“Was not their mistake once more bred of the life of slavery that they had been living?—a life which was always looking upon everything, except mankind, animate and inanimate—‘nature,’ as people used to call it—as one thing, and mankind as another, it was natural to people thinking in this way, that they should try to make ‘nature’ their slave, since they thought ‘nature’ was something outside them” — William Morris


Sunday, May 22, 2011

The Best Time


It's just a good time, period, when you sit in an armchair in a quiet cottage in rural New Zealand being quizzed gently yet incisively on object-oriented ontology.

Met a farmer today, a heavy duty guy, a seer of big pictures. I'm sure we're quite different in many ways but we really hit it off. His house (five generations old) was so reminiscent of my grandparents' house in the northern Lake District. The quiet ticking of the clock, the scones and cream, the metal objects on the gravel in front. Only my grandparents had tank shells (grandfather was a tank designer!) and these guys had farm equipment.

My hosts, Sophie Jerram and others, are top humans. She's the sort of very creative person who is able to be a catalyst for all kinds of actions and events.
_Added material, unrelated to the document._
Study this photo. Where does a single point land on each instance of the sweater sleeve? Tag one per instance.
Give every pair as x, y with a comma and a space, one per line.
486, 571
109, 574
We need Sophie Jerrams. I'm just a strategically shaved monkey who sits in armchairs and waffles on...

Good feng shui here. If I were a Taoist I'd admire the rock dragons that line the ridges here—very auspicious. Strangely the Maori word for them also means skink (a kind of reptile) and shaman healer...

1 comment:

Kate said...

Very nice Tim. Hope to hear more about it soon.